For the publication we asked each of the artists involved in the exhibitions to create a commissioned piece that would work as a singular flat image. We also approached a small range of other practitioners and curators, including a member of the Flat Earth Society, to contribute texts or images. The publication is a limited print edition, which will be available at both exhibitions. Each page will be stacked individually and visitors are asked to assemble their own version of The Earth Not a Globe publication, with as many or as few pages as they desire.
The publication is available free online. Please see editions then publications on the home page of the Rokeby website.
The exhibition is curated by Dani Admiss and Dave Charlesworth.
American artist Kari Altmann is co-founder of Netmares/Netdreams. Predominantly working with online content Altmann utilises technology and the web to explore the contemporary human condition. The Paramountains series copies every 5th frame of the Paramount ident to create eternal repetitive landscapes. Jasiek Mischke on the other hand presents drawings of coloured lines, each individually following the artist's hand across the page. The drawings come to abrupt ends suggesting that they could potentially go on forever. One can read the premature end of each line as similar to exits on maps; one leaves the map on one page to re-enter another on an additional page within a new dimension.
David Raymond Conroy's thoughtful assemblages interweave imagery, literature, music and film. His practice never sees him actually make his 'own' work, thus questioning the power or politics behind the sentiment and where this response could potentially transport us. For The Earth Not a Globe he will exhibit a series of works that present a realm based on the tipping points of appropriation and quotation. Oliver Laric works with media generated material, which he appropriates and reassembles. In Up Down we see two screens dividing the action of submersion that Christians undergo when being baptised. The footage lifted from youtube investigates the temporal transcendendent moment before and after the submersion.

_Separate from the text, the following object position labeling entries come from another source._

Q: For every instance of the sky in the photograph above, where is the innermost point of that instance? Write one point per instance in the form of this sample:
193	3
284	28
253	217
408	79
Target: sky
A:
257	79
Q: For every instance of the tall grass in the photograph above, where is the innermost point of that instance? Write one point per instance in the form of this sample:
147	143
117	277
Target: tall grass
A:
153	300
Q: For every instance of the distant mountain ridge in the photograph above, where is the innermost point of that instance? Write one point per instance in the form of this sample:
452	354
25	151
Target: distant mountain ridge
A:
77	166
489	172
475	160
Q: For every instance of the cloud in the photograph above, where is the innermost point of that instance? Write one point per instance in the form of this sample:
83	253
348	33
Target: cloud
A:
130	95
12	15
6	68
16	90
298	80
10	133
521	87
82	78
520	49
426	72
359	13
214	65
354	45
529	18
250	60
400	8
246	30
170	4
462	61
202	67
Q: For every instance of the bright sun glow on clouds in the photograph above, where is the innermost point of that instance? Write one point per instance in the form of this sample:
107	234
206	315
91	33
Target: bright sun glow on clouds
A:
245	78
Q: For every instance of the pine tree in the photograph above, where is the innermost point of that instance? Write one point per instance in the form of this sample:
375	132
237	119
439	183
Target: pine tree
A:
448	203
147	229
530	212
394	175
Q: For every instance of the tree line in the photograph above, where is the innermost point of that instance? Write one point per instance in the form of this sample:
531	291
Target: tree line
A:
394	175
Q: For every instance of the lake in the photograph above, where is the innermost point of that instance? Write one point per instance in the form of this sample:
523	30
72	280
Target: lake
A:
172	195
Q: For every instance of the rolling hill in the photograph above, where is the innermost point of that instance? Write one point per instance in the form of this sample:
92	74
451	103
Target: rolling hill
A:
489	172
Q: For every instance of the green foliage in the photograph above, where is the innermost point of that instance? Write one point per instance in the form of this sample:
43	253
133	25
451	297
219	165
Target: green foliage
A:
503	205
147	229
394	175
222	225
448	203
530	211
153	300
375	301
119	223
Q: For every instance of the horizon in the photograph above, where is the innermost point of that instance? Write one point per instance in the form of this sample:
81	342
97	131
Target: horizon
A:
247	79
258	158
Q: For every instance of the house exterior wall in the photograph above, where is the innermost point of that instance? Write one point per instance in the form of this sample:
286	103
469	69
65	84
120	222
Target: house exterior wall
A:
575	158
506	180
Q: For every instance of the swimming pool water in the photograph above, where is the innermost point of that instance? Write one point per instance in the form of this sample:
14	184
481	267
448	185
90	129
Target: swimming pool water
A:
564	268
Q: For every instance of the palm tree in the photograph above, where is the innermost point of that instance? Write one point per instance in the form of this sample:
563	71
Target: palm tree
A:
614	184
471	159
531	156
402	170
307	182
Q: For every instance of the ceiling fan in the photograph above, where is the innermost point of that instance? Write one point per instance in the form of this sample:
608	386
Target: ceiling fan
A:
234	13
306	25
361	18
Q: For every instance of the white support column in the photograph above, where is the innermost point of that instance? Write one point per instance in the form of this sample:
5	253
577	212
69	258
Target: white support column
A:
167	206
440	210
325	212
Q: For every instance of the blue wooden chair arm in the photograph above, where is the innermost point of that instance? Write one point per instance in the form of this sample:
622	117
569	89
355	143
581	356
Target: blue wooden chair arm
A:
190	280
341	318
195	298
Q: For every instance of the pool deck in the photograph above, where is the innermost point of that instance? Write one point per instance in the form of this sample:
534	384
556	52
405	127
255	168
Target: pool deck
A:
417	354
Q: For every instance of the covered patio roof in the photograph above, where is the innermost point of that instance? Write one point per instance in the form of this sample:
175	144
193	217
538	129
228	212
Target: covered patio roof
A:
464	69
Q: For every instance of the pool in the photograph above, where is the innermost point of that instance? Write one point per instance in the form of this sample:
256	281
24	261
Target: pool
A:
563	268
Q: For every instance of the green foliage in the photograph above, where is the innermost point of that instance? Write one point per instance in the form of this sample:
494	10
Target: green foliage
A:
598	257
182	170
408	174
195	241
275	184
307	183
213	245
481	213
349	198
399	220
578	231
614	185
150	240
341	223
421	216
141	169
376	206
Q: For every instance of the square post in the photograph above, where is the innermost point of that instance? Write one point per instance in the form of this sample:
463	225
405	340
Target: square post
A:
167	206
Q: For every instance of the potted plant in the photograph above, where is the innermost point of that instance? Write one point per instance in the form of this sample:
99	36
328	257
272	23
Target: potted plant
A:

The work of Matt McQuillan lends itself to the dissemination of information, stories, myths and narratives that 'stick'. His work tends to be balanced between the performance and an accompanying sculptural marker, whose references are taken from architecture, news and events or manmade forms within landscape. In contrast to McQuillan's embedded circulation of narrative the fascination with the visualization of the future plays a dominant role in Richard Healyís work. In Testing Ground, 2009, he creates a video that, through realizing capabilities of virtual reality, shows the viewer a series of podiums, speaking platforms or conference type arenas. Empty and desolate the camera pans the space as the ideological structures for a series of potential dialogues and events to take place.
Downstairs, JT Lowen's work plays out as a bridge between an interior and exterior world. Manipulating biological shapes, most notably hexagonals, which are reminiscent of hives. In her light and sound installations she employs the motifs of drones or light strobes to detail proximity and distortion. Her immersive installation mirrors WITH's attempts to create parallel worlds satirizing the machinations of contemporary life. Posited as a defunct self-help agency WITH propose persons to enact on your behalf. Their timely self-help solutions tap into deeper and archaic notions of human tragedy, entertainment and the figure of the artist.